最近、子供の方が、ネットリテラシーが高くオンライン等の知識がありますからね。

さて、ではこの未成年者が行った決済について、後から取消すことは出来るのでしょうか。

民法第5条

「未成年者は、制限行為能力者とされ、その利益を保護するため、親の同意なくした契約は、未成年者本人もしくは親(法定代理人)が取消すことができる。」

これを未成年者取消権といいまして、理論上は取消すことができることになっています。

ただし、この条文にはいくつか条件があります。

例えば、親が与えた小遣いの範囲とか、親の同意を得ているという詐術を用いたときは取消すことが出来ません。
(民法第21条)

事業者側も様々な工夫をしており、親の同意の確認は勿論、年齢に応じた課金限度額を設けるなどの対策をしています。
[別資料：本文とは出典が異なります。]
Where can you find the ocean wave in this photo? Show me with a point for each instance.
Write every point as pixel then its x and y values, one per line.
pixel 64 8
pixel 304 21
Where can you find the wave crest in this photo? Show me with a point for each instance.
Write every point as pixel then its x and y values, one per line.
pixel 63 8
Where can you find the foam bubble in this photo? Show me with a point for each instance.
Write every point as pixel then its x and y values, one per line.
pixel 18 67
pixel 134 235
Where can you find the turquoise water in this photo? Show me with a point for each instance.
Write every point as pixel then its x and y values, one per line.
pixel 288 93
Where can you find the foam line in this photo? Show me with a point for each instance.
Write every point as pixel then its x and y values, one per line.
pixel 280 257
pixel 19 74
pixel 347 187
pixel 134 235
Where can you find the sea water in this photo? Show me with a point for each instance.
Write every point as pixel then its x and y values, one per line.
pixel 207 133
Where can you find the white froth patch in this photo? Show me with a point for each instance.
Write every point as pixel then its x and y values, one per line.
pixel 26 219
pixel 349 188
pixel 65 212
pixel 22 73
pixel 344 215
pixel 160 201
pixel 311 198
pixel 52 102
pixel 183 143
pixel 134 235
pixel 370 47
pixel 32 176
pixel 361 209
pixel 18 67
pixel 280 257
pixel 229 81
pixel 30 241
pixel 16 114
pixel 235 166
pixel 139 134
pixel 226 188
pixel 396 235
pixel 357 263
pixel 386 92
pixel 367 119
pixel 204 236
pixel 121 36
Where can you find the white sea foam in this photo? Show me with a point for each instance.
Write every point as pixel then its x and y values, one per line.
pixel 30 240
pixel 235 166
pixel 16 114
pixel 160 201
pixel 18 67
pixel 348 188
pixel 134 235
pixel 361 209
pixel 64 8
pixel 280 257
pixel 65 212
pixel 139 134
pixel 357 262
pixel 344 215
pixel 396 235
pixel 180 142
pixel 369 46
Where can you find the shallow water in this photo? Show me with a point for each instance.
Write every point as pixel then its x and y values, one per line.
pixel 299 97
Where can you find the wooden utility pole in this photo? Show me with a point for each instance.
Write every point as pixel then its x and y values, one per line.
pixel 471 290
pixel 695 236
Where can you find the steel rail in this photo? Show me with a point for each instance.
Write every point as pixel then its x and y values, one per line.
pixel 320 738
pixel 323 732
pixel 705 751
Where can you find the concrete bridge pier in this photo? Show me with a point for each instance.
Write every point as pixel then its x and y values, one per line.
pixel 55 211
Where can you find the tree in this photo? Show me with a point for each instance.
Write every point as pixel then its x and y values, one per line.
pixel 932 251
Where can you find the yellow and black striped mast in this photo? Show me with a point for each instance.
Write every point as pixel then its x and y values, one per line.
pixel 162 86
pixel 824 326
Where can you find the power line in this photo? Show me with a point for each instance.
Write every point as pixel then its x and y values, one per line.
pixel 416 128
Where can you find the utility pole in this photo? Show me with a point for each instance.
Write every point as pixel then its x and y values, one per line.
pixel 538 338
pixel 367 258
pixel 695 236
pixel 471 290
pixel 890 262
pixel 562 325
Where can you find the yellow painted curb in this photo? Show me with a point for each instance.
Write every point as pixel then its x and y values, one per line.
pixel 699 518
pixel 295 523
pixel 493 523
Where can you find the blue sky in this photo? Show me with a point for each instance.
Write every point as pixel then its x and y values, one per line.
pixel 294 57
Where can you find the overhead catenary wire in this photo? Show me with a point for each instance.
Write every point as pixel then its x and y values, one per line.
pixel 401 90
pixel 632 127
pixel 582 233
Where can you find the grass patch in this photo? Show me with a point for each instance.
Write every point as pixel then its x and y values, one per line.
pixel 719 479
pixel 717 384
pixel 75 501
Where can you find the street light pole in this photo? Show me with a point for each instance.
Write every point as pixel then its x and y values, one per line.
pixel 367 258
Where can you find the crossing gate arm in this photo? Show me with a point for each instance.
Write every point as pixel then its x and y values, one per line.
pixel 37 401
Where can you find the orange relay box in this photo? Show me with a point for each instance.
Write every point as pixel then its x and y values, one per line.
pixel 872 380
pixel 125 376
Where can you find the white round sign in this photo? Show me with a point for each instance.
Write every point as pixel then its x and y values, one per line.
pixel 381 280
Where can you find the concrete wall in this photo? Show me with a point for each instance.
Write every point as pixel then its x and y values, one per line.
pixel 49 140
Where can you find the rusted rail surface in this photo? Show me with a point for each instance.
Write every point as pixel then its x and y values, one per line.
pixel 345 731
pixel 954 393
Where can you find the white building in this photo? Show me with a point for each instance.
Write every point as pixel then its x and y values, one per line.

これを乗り越えて、無断課金をした場合は、事業者側に落ち度もなく、親の落ち度が指摘されるケースが多いのも実情です。

事業者側が有名な会社の場合、任意で返金に応じているケースもあるようですが、事業者も様々ですので、親子の取り決めや対話といった家族内の基本的なやり取りが、最も有効なリスク管理と言えそうです。

法は、知らないと大変な事になることもありますが、完ぺきではないということですね。